Light in the gloom

December 16, 2023

How we long for Christmas cheer and comfort as the northern winter solstice approaches, and the nights get darker and longer!

For the news also seems to get gloomier and more depressing. This week has been a roller coaster of emotions. No peace is in sight in Palestine, the birthplace of Jesus, as the Hamas continue to hold 132 hostages taken in the violent attack of October 7. Civilian casualties mount and the Israeli army faces the devil’s dilemma of uprooting a deeply-embedded terrorist organisation financed by both Moscow and Brussels.

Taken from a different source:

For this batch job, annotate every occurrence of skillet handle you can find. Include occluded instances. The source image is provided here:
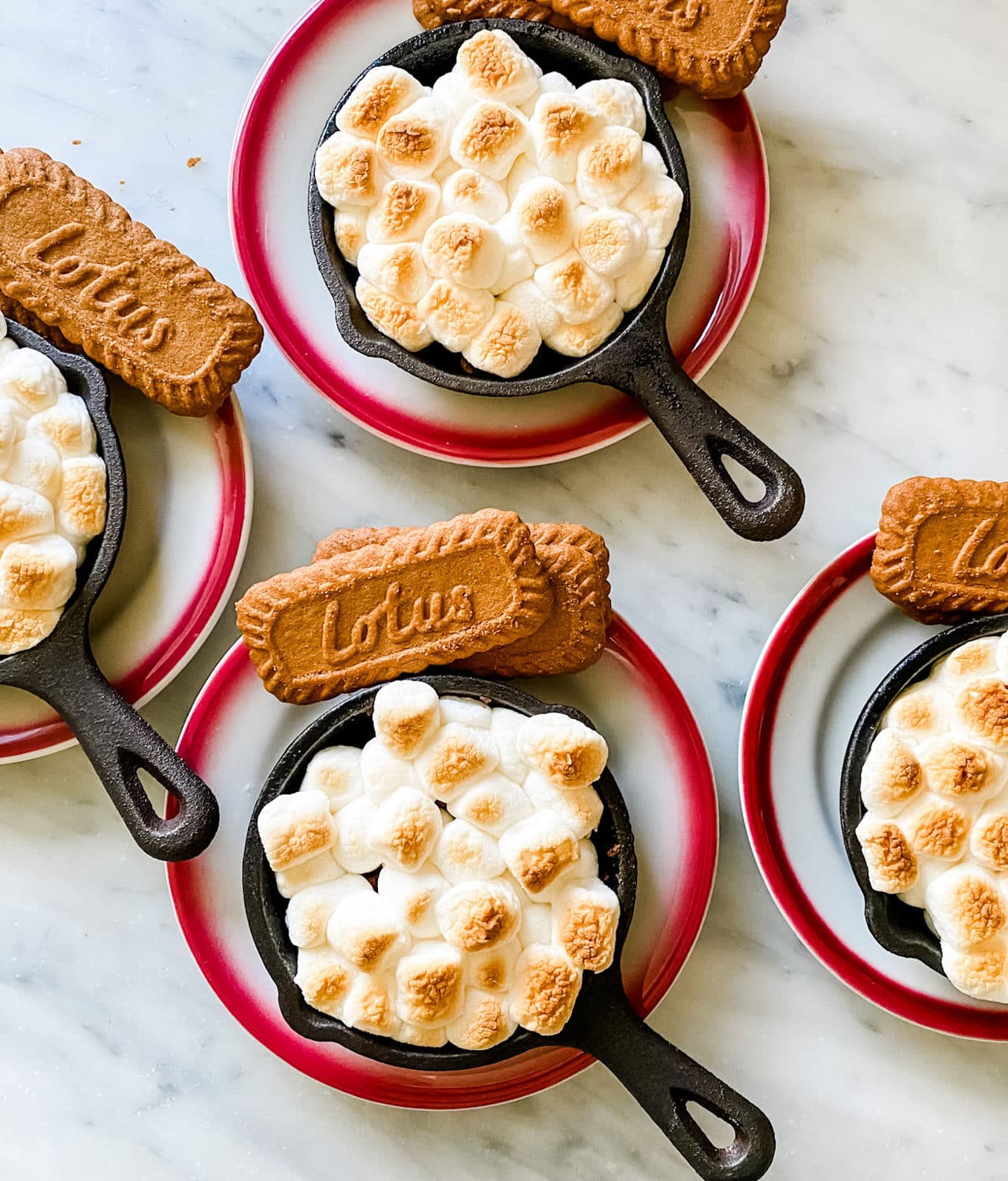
[605,328,805,541]
[558,975,776,1181]
[25,642,220,861]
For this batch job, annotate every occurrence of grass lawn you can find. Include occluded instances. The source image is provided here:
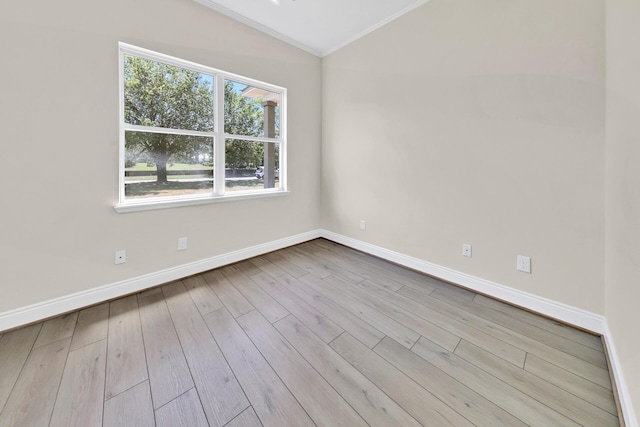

This week Vladimir Putin declared there will be no peace in Ukraine until he achieves his goals of total victory: ’denazification’, demilitarisation and total capitulation to his autocratic dictatorship. In face of Republican opposition, Joe Biden softened his promise this week to stand with Ukraine ‘for as long as it takes’ to ‘as long as we can’. The prospects of a second term for a former president, who says he believes Putin over his own intelligence agencies, incredibly does not seem to perturb many American supporters, including numerous Christians, yet sends shivers of horror through most European corridors of power.

Not through Viktor Orbán’s offices though, opposing Ukraine’s accession to the EU and the granting of much-needed EU financial support for that beseiged land. Nor through those of the new speaker of the Dutch parliament, extreme-rightist Martin Bosman, and his boss, Geert Wilders, whose party won the most seats in the recent Dutch elections. 


You don’t really want to read this news any more than I want to write about it. But we can’t hide from reality. Indifference and ignorance among the well-meaning is allowing those with dangerous ideas into positions of power. As Timothy Garton Ash wrote this week, Europe’s future is on the line. Will we choose for dictatorship or democracy?

I may not be optimistic about the near future, but I am hopeful. Despite the dark and gloom, there are points of light. 

For also this week there was good news. COP28 delivered a deal calling on all nations to transition away from using fossil fuels. Donald Tusk has returned to the prime minister’s office in Poland and aims to reverse the undermining effects on democracy of eight years of rightist rule by the Law & Justice party (PiS). And in Brussels, despite Orbán’s vocal opposition, the EU Council decided to open accession negotiations with Ukraine and Moldova.

Ultimately, however, our hope is not in our political or military leaders. The profound Christmas message of light in the midst of gloom is that the defenseless babe of Bethlehem was none other than God in the flesh, the creator and sovereign of all creation and all creatures. One day he will return to balance the books of history.

Unfortunately lost on the partying crowds, this is what the stars and candles and Christmas lights represent: the fulfilment of the prophetic words of Isaiah, Micah and others, even including the pagan seer Balaam. The people living in darkness would see a great light. The child would be called the Everlasting Father, Prince of Peace. The child would be born in Bethlehem. A star would come out of Jacob.… 

Points of light

The Dutch artist Rembrandt van Rijn was a master of the technique of chiaroscuro, contrasting light and darkness to tell the Christmas story. In his etched prints of nocturnal nativities, the light illuminating the darkness – moonlight, lamplight, candlelight, starlight – was a metaphor of the Light coming into the world to save, to restore, to heal and to redeem. Rembrandt devoted much of his career depicting the events of the Nativity in prints as well as in oils and pencil. One of the most innovative printmakers of all time, he experimented with techniques and materials to increase the intensity of the points of light in his night-time scenarios.

The Angel appearing to the Shepherds (1634) depicts the night being lit by a blaze of heavenly light as an angel tells the terrified shepherds not to fear for a baby had been born who was Christ the Lord.  

The source of light in The Adoration of the Shepherds: a night piece (c.1652) is the shepherds’ lamp, illuminating the gaze of the shepherds focused on the illuminated faces of Mary and Jesus (above).

Other nocturnal prints depict the Holy Family, tell of the flight to Egypt, and the Presentation in the Temple when Simeon thanks God for the coming of the Light to the Gentiles. 

Another, The star of the kings (c.1651), though not strictly a nativity scene, captures the celebration of Three Kings on the streets of Amsterdam when children would go carolling with a paper star-shaped lantern. 

Whenever we see a Christmas star these dark days, we can be encouraged that the Light of the Gentiles has indeed come, a light that shines in the darkness and cannot be put out (John 1:8). 

Rembrandt encourages us this Christmas to be hopeful, to be joyful, and not to be afraid, despite the darkness around us.